However I see these licenses as exceptions on the same level as laws, not grants to be easily obtained without serious discretion.
4) My problem with the rothbardian (ghetto) ethic is that it’s advocating free riding on the work of others, and NOT a matter of competition if you did not conduct the research yourself. Competition is not free riding, since you are doing a better job of voluntarily organizing production and satisfying customers. However, benefitting from someone else’s research and development and capturing the rewards for it is simply free riding.
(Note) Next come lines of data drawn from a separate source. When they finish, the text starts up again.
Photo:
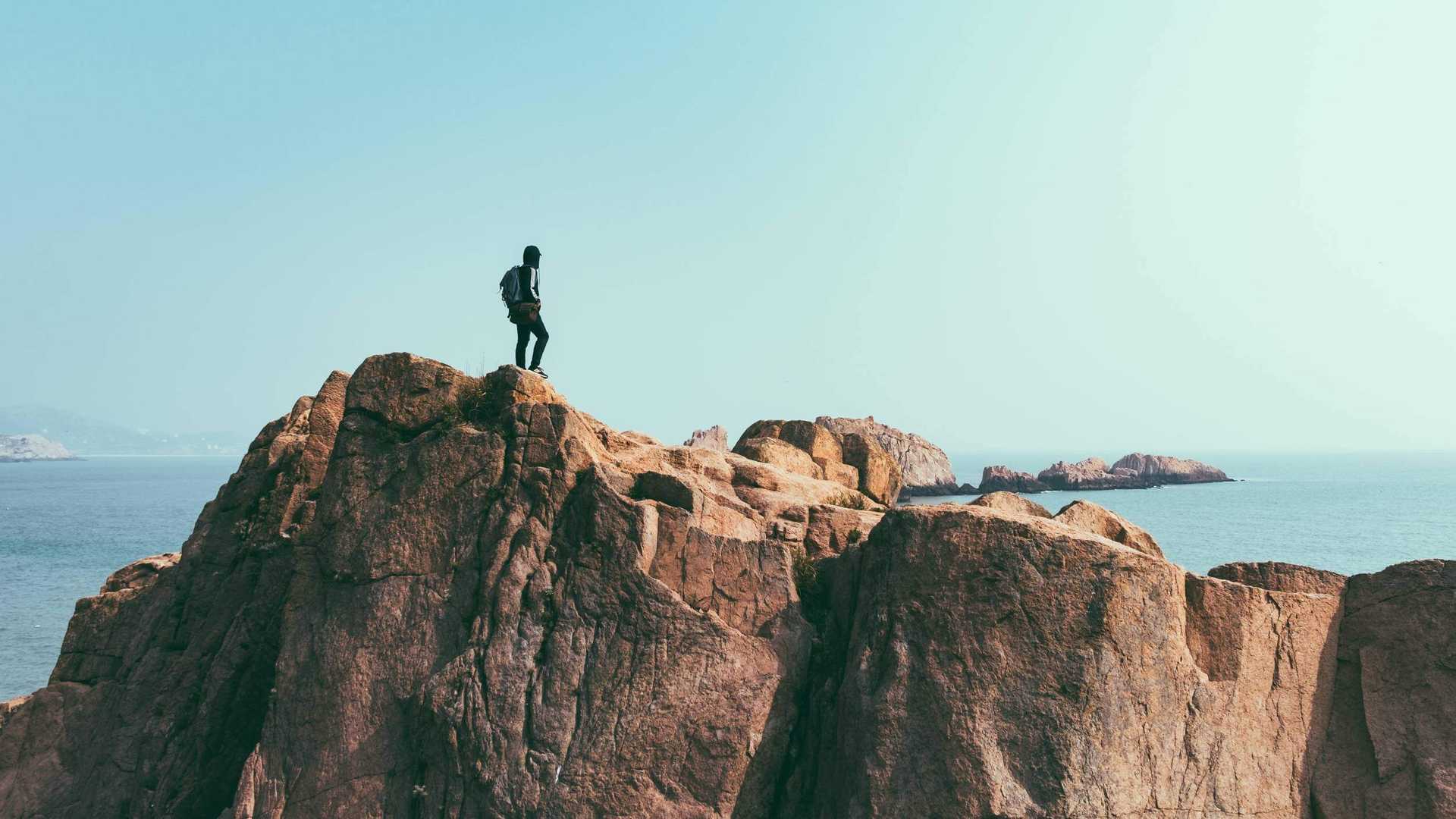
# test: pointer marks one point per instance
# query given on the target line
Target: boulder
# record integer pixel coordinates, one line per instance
(503, 607)
(854, 461)
(1002, 665)
(820, 444)
(878, 474)
(712, 438)
(1391, 749)
(780, 453)
(1006, 480)
(1282, 577)
(924, 466)
(1011, 502)
(1092, 518)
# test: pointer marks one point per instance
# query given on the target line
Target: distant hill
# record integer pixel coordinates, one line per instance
(31, 447)
(86, 436)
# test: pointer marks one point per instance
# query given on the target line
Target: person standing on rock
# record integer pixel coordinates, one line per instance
(520, 290)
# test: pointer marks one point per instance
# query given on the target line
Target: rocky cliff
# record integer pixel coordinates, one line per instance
(430, 595)
(17, 449)
(924, 466)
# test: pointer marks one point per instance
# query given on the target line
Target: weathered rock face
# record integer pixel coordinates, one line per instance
(1008, 667)
(1166, 469)
(1391, 751)
(1006, 480)
(1088, 474)
(712, 438)
(431, 595)
(924, 466)
(1009, 502)
(1282, 577)
(1130, 472)
(33, 447)
(1092, 518)
(156, 698)
(425, 594)
(849, 460)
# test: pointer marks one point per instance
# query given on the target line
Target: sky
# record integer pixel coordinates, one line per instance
(1101, 226)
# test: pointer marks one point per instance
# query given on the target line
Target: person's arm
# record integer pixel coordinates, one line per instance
(523, 278)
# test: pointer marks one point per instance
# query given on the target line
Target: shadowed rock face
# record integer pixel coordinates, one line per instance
(158, 694)
(1009, 667)
(431, 595)
(1282, 577)
(924, 466)
(425, 594)
(1391, 751)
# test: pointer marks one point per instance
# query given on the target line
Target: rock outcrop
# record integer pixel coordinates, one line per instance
(1391, 749)
(424, 594)
(851, 460)
(1134, 471)
(1130, 472)
(1092, 518)
(431, 595)
(1006, 480)
(924, 466)
(1011, 502)
(1282, 577)
(1166, 469)
(712, 438)
(18, 449)
(1088, 474)
(1002, 665)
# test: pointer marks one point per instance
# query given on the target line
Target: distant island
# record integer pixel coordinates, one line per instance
(85, 436)
(1133, 471)
(22, 449)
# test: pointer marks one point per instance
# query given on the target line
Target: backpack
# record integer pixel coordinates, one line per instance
(511, 286)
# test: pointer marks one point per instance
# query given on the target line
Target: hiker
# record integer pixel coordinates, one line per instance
(520, 290)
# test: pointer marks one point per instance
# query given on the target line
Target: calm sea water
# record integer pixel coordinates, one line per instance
(66, 526)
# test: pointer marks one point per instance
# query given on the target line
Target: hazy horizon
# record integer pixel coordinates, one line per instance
(1017, 228)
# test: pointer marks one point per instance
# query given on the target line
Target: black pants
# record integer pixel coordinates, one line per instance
(523, 335)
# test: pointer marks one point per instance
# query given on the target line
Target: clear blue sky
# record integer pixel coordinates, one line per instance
(1097, 226)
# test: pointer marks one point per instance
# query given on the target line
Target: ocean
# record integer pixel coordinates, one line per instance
(64, 526)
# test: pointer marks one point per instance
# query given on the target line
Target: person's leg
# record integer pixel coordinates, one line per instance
(523, 335)
(542, 337)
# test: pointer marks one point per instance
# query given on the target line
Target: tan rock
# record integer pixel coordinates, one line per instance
(842, 474)
(1011, 502)
(1282, 577)
(1092, 518)
(1006, 480)
(1391, 749)
(832, 529)
(878, 474)
(780, 453)
(924, 466)
(1001, 665)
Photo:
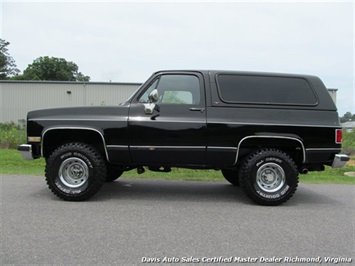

Again, I see the Rothbardian ethic as simply an obscurantist set of arguments meant to justify parasitism rather than enforcing the fundamental requirement for rational cooperation: that we all contribute to production without parasitism upon others.
Humans punish cheaters. The only way to increase the velocity of production and trade is to increase trust, and the way to increase trust is to suppress all free riding so that every individual is forced to participate in production, rather than engage in parasitism.
Rothbardianism is simply a complex, overloaded, obscurant argument meant to justify ghetto parasitism. It is irrational to choose a stateless polity with low trust and persistent retribution over a stateful polity with low trust and high suppression of retribution. This is why people demand the state: to suppress immoral and unethical people such as rothbardians, so that a high trust society can develop.
An anarchic or private polity will only be possible to form under a high trust society that prohibits all free riding with the exception of kin.
PS: I’m sure this will generate nonsense but I’m pretty sure my argument is rock solid. Just how it is. Rothbardians need to get over it.